The main experiments from the paper (PrOntoQA, ProofWriter, Syllogistic Validity) are implemented in lm_tool.py. Right now, the script runs them all. We're refactoring this to allow one to pass the specific experiment to be ran and using which models using a Hydra config file, to allow reproducing just a subset of the results. This is coming soon.

Compiling and linking the Peano environment

The Peano enviroment is written in Rust and has a Python API via PyO3.

To compile it, you'll first need to install the Rust toolchain. For that, use rustup.

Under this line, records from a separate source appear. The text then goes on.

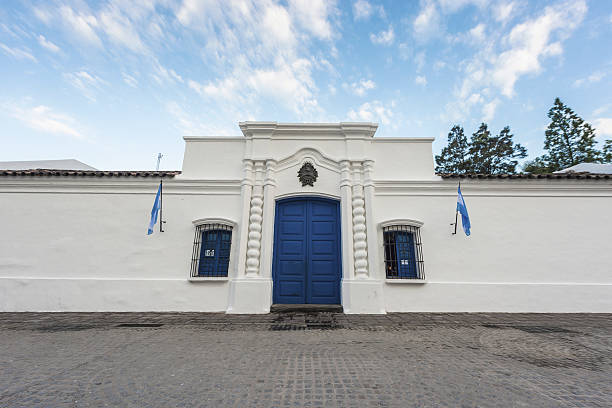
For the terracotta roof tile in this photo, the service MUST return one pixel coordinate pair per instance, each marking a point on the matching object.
(88, 173)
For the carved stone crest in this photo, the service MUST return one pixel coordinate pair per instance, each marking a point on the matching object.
(307, 174)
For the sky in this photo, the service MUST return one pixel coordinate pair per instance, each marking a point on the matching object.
(114, 82)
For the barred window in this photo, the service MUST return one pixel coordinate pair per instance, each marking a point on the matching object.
(211, 250)
(403, 255)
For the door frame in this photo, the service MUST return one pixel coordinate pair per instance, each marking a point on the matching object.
(312, 197)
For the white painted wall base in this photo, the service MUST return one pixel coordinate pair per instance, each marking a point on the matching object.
(250, 295)
(363, 296)
(79, 243)
(499, 297)
(110, 295)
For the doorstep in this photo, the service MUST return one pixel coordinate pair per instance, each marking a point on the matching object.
(306, 308)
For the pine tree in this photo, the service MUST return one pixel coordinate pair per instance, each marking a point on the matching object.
(569, 139)
(453, 158)
(494, 154)
(607, 152)
(539, 165)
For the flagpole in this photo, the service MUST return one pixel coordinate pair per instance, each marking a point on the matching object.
(161, 204)
(456, 213)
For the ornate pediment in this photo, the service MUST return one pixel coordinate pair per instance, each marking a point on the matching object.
(307, 174)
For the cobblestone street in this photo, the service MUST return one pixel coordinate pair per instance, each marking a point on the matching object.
(304, 360)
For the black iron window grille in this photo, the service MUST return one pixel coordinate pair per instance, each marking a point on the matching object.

With Rust installed, you can now compile the Peano environment:

For Linux:

[peano] $ cd environment
[environment] $ cargo build --release

For Mac:

[peano] $ cd environment
[environment] $ cargo rustc --release -- -C link-arg=-undefined -C link-arg=dynamic_lookup

This should eventually terminate without errors. It will produce a peano executable, which you can test on some example proofs:

[environment]$ target/release/peano theories/cs103.p 
Loading theories/cs103.p
Verifying n_even_implies_n_squared_even... ok
Verifying two_is_even... ok
Verifying sum_of_even_is_even... ok
Verifying sum_of_odds_is_even... ok
Verifying sum_of_squares_one_is_even... ok

Verified 5 derivation(s), 5 succeeded.

You should also now have a dynamic library in target/release: it will be called libpeano.so on Linux, or something like libpeano.dylib on Mac. To use this library as a Python module, we'll use a simple symbolic link:

[environment] $ cd ../learning
[learning] $ ln -s ../environment/target/release/libpeano.so ./peano.so

Note that this must be slightly adjusted on Mac (i.e., you'll link libpeano.dylib instead). With that, you should be able to do the following:

[learning] $ python
>>> import peano
>>>

If this works, then you're ready to use Peano from Python as a library, which the PeanoCompletionEngine relies on.